Lia van Bekhoven
‘Je beurt afwachten aan de toog? Britten verliezen het vertrouwen in de ordentelijke chaos voor een pint’
‘Rond de notie dat Britse barmensen exact weten wie van hun cliëntèle het langst voor de toog staat, zijn eeuwenlange tradities gevormd. Maar de realiteit is anders’, schrijft Lia Van Bekhoven na een recent bezoek aan een Londense drankgelegenheid. ‘In steeds meer pubs worden keurige rijen gesignaleerd. En daar is lang niet iedereen gelukkig mee.
Het is niet waar. Het is één van die mythes waar de Britten op grootgebracht zijn, maar die het genadeloos afleggen tegen de realiteit. Gisteravond nam ik de proef op de som, en ik kan melden dat het personeel achter de tap in The White Swan geen flauw benul had wie er aan de beurt was. Zoals in beperkter beschavingen werden ook in West-Londen de luidruchtigsten het eerst bediend.
Maakt het uit? Zeker wel. Rond de notie dat Britse barmensen exact weten wie van hun cliëntèle het langst voor de toog staat, zijn eeuwenlange tradities gevormd. Er zijn verwachtingen omheen gecreëerd, reputaties aan opgehangen. De wetenschap dat pubbedienden met één blik kunnen inschatten wie aan de beurt is, indien nodig bijgestaan door bloedeerlijke stamgasten, is de reden dat de kroeg de enige openbare gelegenheid is in het Koninkrijk waar niét in de rij gestaan wordt.

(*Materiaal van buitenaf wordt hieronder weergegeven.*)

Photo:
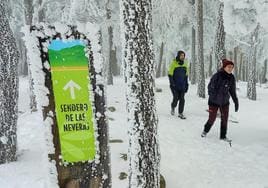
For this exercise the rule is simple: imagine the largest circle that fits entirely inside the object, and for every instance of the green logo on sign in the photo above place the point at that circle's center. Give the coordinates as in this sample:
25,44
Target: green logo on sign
70,78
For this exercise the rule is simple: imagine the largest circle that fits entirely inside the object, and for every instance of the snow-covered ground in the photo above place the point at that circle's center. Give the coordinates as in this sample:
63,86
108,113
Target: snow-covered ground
187,160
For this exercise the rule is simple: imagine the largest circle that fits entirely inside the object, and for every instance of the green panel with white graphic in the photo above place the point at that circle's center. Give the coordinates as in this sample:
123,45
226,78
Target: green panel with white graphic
70,78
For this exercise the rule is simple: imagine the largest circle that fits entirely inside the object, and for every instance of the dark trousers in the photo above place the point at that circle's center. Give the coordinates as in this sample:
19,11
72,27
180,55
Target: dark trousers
212,117
178,96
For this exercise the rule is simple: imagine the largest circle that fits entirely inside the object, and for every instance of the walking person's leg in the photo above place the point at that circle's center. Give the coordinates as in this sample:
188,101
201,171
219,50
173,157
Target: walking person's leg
211,119
181,102
174,100
224,121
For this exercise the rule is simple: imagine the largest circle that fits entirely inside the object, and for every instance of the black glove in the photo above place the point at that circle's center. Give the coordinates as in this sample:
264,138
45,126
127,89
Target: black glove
236,106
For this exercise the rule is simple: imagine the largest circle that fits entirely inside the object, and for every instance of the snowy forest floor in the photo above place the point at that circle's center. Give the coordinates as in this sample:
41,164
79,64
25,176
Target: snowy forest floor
187,160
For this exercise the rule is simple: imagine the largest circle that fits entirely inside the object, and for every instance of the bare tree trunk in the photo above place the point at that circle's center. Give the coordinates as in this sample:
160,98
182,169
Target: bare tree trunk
210,63
236,63
9,57
193,62
200,55
219,48
251,89
158,72
164,68
193,48
241,65
264,72
140,74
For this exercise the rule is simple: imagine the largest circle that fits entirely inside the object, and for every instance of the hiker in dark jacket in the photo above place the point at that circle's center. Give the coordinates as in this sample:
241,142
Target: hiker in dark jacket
221,86
178,79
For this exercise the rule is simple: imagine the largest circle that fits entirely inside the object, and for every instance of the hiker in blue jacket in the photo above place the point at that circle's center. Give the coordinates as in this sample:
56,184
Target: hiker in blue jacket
178,79
221,86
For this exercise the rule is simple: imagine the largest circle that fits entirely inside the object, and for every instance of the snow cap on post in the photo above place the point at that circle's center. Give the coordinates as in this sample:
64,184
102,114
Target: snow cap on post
178,54
226,62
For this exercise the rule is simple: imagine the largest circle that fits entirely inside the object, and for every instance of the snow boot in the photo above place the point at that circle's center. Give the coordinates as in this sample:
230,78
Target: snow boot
172,112
181,116
226,139
204,134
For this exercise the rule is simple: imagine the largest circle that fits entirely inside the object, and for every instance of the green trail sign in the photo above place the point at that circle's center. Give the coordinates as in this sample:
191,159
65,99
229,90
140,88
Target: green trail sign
70,78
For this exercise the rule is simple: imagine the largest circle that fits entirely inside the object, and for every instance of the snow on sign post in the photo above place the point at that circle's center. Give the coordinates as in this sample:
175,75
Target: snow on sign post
69,68
67,72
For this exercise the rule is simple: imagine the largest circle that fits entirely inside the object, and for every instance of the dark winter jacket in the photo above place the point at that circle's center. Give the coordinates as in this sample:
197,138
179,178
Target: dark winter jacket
178,75
220,87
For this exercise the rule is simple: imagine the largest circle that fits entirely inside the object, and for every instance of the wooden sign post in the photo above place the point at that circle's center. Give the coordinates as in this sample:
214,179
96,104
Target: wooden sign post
76,106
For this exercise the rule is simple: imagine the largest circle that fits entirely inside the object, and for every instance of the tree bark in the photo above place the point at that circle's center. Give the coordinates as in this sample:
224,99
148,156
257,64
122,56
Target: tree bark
251,89
200,54
140,75
159,67
9,58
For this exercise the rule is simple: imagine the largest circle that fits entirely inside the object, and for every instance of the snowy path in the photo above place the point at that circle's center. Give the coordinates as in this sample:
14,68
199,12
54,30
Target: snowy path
187,160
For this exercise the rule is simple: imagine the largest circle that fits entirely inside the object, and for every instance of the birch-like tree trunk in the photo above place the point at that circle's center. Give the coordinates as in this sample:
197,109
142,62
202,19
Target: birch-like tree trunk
201,90
193,51
264,72
9,58
210,72
159,67
235,60
251,89
140,75
220,51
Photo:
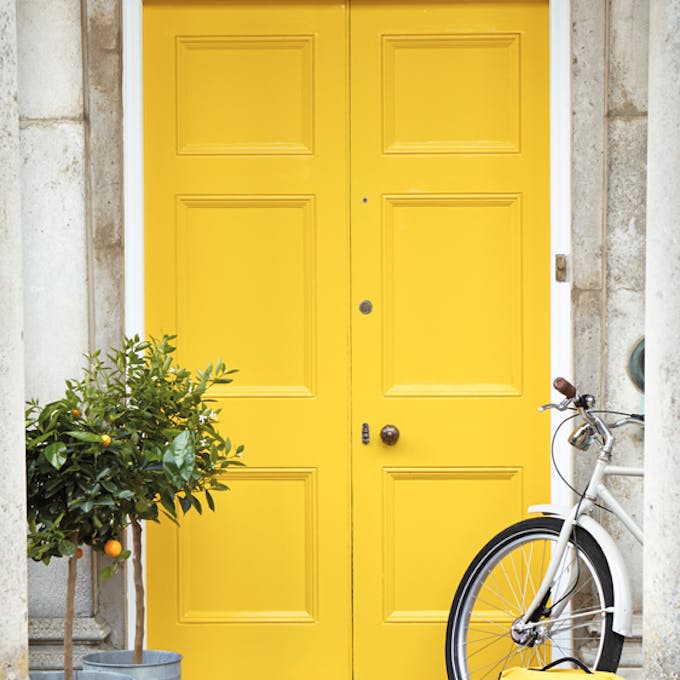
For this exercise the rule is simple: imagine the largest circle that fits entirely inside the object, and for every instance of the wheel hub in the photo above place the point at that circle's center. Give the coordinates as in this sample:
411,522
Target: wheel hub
528,636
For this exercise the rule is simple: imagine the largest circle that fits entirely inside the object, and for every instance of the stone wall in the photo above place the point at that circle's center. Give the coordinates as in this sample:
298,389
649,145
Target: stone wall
610,43
71,150
13,648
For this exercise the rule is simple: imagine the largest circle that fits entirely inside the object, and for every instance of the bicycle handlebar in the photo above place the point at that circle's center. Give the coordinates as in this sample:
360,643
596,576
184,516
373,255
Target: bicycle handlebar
563,386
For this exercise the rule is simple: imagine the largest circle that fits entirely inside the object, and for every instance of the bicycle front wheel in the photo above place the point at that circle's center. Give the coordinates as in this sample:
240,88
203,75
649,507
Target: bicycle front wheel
484,633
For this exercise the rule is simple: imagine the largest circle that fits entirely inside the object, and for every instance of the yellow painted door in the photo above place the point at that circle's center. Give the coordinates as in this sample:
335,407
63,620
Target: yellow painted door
274,132
450,243
247,259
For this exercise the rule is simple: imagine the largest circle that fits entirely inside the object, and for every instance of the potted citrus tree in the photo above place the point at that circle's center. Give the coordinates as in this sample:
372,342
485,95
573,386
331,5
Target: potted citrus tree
170,459
71,501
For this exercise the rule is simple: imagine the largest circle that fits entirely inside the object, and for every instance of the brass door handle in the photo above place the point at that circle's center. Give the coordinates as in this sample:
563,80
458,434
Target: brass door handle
389,434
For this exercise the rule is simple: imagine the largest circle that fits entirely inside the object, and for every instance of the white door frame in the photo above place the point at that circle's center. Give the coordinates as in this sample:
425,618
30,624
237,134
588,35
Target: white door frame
561,345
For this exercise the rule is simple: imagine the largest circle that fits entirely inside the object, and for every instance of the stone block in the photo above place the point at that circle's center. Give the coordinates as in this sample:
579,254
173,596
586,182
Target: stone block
47,588
50,59
55,256
588,143
628,57
626,204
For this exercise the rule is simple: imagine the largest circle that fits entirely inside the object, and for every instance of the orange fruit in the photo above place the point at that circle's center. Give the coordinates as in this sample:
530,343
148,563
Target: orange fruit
112,547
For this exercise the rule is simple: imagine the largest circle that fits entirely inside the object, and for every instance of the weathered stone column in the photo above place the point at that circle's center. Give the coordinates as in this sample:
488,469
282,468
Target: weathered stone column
13,622
662,380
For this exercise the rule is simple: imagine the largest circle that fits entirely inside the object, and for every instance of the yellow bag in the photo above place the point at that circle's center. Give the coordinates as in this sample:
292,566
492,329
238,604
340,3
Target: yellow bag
533,673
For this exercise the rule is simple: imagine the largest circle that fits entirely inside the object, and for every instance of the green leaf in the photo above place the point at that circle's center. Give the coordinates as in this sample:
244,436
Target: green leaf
179,458
185,503
56,454
197,505
67,548
85,436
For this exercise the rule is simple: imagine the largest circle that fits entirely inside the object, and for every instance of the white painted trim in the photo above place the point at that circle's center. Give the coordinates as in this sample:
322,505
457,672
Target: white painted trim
133,209
561,343
561,362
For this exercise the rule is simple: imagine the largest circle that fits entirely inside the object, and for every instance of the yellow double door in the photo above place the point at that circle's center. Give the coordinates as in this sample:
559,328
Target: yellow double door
349,203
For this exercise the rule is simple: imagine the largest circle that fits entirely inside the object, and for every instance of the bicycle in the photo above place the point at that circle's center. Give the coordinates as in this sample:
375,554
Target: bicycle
551,584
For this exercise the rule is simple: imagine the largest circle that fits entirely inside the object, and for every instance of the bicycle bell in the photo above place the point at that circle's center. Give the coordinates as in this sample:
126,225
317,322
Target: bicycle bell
582,437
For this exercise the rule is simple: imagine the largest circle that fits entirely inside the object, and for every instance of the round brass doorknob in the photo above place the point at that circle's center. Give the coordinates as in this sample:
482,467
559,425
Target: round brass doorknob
389,434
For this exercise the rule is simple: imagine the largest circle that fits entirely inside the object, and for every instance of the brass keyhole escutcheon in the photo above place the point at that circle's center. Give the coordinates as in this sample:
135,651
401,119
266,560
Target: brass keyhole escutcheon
389,434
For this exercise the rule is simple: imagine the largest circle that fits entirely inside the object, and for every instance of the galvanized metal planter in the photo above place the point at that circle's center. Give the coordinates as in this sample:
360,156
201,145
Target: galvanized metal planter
156,664
78,675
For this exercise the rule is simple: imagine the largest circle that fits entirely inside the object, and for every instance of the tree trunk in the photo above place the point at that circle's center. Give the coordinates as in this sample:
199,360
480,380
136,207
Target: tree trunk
68,620
139,591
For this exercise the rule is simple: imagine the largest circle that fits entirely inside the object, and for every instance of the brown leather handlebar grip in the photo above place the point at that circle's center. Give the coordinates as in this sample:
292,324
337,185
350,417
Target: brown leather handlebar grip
564,387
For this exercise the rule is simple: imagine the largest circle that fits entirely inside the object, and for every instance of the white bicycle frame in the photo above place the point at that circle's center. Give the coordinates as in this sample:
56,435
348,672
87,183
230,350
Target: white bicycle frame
579,515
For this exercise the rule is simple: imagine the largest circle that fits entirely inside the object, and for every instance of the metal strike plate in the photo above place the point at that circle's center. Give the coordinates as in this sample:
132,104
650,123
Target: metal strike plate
560,268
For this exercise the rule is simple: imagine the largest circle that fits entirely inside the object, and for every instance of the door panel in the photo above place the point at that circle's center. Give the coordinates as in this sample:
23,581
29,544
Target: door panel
449,195
247,259
330,558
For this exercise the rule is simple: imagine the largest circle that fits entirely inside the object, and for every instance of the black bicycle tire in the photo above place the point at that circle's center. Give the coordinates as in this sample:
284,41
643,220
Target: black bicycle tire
613,642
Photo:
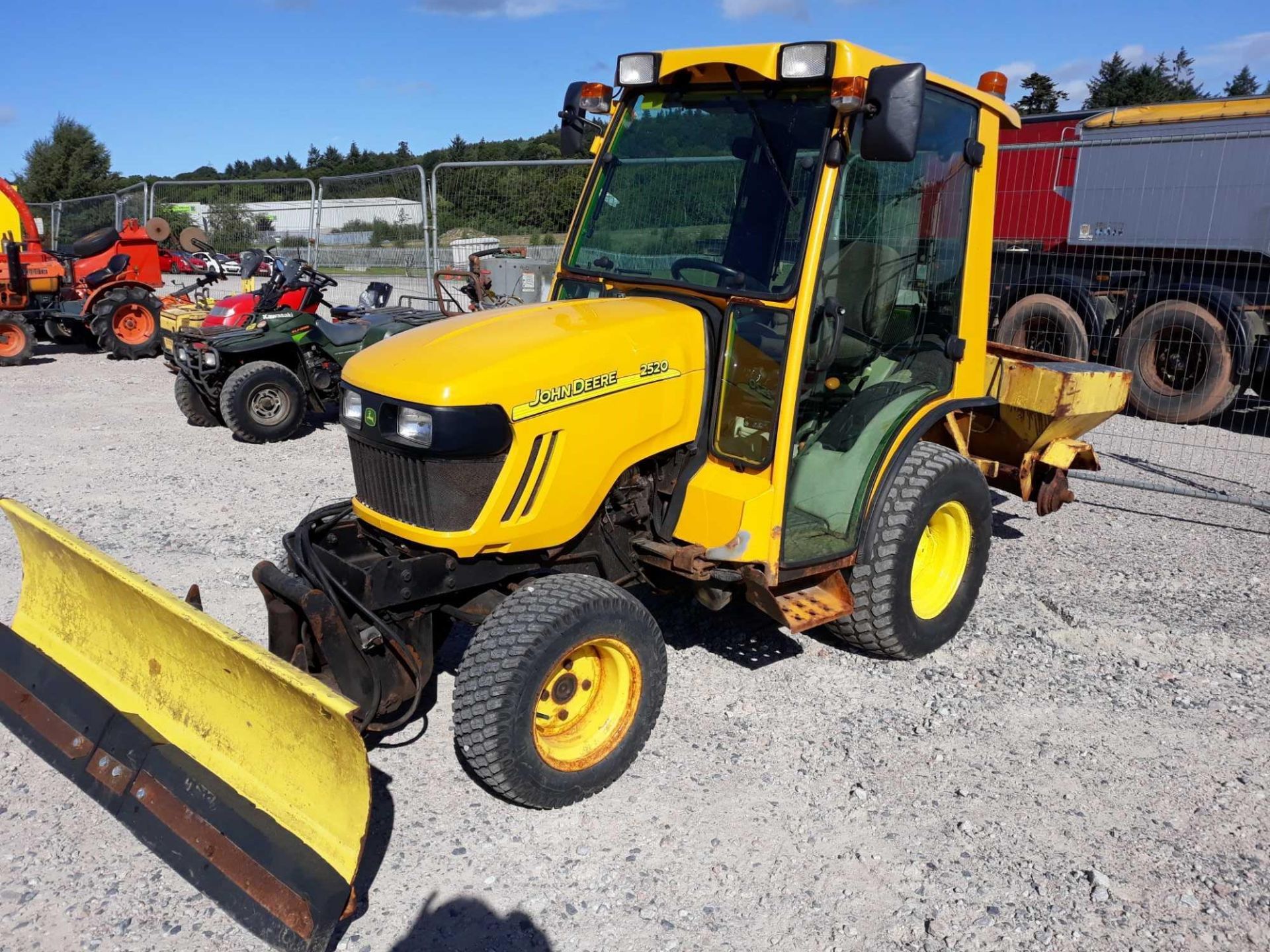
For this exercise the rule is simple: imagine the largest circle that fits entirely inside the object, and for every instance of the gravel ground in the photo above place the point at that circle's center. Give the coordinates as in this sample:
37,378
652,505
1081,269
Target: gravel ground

Niet dat ik iets tegen rijen heb. Rijen zijn zijn de barricade tegen chaos en maatschappelijk verval. Ze zijn noodzakelijk en nuttig. Ik ken mensen die voor de supermarktkassa’s hoofdberekeningen doen en bekkenbodemoefeningen. Soms zelfs op één been. (Volgens een verhaal dat ik laatst las, hebben mensen die langer dan 15 seconden op een been staan trouwens aanzienlijk meer kans op een langer leven dan degenen die meteen omvallen).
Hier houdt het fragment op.